The rollout is part of a broader set of planned safety features aimed at protecting both riders and pedestrians, and will eventually extend to Lime’s e-bike fleet.

Reckless riding can be a serious problem, especially for riders who don’t wear a helmet. KUOW reported last year that Seattle’s Harborview Medical Center saw 163 serious injuries in 2024 from e-scooter or e-bike mishaps, many of them head injuries.

Lime scooters and bikes lined up in downtown Seattle. (GeekWire File Photo / Kurt Schlosser)

Half of Lime’s 7,000 standing scooters in Seattle will be outfitted with the Lime Vision by June 1 — utilizing a mix of new devices and retrofits — just in time for the massive influx of visitors expected for the FIFA World Cup.

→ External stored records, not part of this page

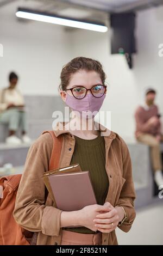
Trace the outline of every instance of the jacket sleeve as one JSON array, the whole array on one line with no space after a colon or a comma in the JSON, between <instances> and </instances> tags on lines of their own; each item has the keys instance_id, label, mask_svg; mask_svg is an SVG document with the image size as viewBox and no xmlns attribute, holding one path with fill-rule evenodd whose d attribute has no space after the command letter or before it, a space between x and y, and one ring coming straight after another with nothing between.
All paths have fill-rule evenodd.
<instances>
[{"instance_id":1,"label":"jacket sleeve","mask_svg":"<svg viewBox=\"0 0 163 256\"><path fill-rule=\"evenodd\" d=\"M118 226L122 230L128 232L136 217L134 201L135 192L132 175L132 167L129 150L122 139L123 161L123 177L126 181L122 187L117 205L123 206L127 214L127 218L121 225Z\"/></svg>"},{"instance_id":2,"label":"jacket sleeve","mask_svg":"<svg viewBox=\"0 0 163 256\"><path fill-rule=\"evenodd\" d=\"M31 146L17 193L14 217L29 231L47 235L59 235L61 211L45 206L45 186L41 178L48 169L52 151L51 135L46 133Z\"/></svg>"}]
</instances>

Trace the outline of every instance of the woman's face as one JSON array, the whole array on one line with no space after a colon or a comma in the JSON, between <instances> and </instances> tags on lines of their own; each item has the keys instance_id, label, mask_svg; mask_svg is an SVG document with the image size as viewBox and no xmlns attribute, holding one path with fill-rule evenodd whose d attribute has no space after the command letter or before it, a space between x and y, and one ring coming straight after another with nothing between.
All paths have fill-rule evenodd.
<instances>
[{"instance_id":1,"label":"woman's face","mask_svg":"<svg viewBox=\"0 0 163 256\"><path fill-rule=\"evenodd\" d=\"M97 84L102 84L102 81L98 73L94 71L87 71L81 70L72 75L67 89L70 89L77 86L82 86L87 89L91 89L92 86ZM67 90L66 93L68 93L70 95L72 96L72 93L70 90ZM88 91L87 93L91 93L90 91ZM60 95L62 99L64 101L65 101L66 99L65 92L61 91Z\"/></svg>"}]
</instances>

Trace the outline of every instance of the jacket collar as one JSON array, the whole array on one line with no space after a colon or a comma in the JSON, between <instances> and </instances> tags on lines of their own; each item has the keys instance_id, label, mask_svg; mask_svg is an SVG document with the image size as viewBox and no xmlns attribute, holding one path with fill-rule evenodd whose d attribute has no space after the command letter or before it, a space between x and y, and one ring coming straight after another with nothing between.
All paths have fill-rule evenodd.
<instances>
[{"instance_id":1,"label":"jacket collar","mask_svg":"<svg viewBox=\"0 0 163 256\"><path fill-rule=\"evenodd\" d=\"M69 133L71 135L70 131L69 124L69 122L58 122L53 129L55 136L58 137L64 133ZM95 121L95 126L97 130L100 131L101 136L104 136L112 139L115 138L116 136L116 133L108 129L108 128L104 126L101 124Z\"/></svg>"}]
</instances>

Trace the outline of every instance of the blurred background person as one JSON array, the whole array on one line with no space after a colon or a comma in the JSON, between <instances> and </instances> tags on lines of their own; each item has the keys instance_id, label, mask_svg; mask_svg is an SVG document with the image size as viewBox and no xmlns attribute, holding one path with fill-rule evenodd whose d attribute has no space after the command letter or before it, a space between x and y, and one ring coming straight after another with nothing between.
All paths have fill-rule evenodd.
<instances>
[{"instance_id":1,"label":"blurred background person","mask_svg":"<svg viewBox=\"0 0 163 256\"><path fill-rule=\"evenodd\" d=\"M8 144L20 144L29 143L30 139L27 135L27 123L24 111L23 96L17 89L18 76L11 72L9 76L8 88L0 91L0 123L7 124L9 127L9 136L5 142ZM16 133L21 129L22 138Z\"/></svg>"},{"instance_id":2,"label":"blurred background person","mask_svg":"<svg viewBox=\"0 0 163 256\"><path fill-rule=\"evenodd\" d=\"M151 147L154 180L158 186L163 185L162 164L160 143L163 141L161 133L160 114L154 103L156 91L152 88L146 92L145 103L137 108L135 136L136 139Z\"/></svg>"}]
</instances>

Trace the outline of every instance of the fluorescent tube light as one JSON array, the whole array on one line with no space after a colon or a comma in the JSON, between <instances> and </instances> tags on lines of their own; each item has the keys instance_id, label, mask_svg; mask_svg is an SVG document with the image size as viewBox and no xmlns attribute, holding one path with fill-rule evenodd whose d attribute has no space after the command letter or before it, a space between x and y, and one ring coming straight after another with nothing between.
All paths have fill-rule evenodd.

The remainder of the fleet will be completed in the following months.

It’s the latest evolution of the City of Seattle’s e-bike and e-scooter share program, which currently includes both Lime and Bird.

Lime, which operates in more than 280 cities across nearly 30 countries, arrived in Seattle in July 2017, and counts the city as its oldest active market and a global testing ground for new hardware, including throttled e-bikes and the “LimeGlider” sit-down scooter.

With 15,000 deployed devices, including bikes, Lime riders recorded more than 10 million trips in Seattle in 2025, with Pike Place Market ranking as the top destination in all of North America last year.

To help manage the volume, the Seattle Department of Transportation began adding more than 200 new parking “corrals” downtown and around the city last fall to alleviate sidewalk clutter and encourage proper docking.

GeekWire is in touch with SDOT about the Lime Vision technology, and we’ll update this post when there’s more information to share.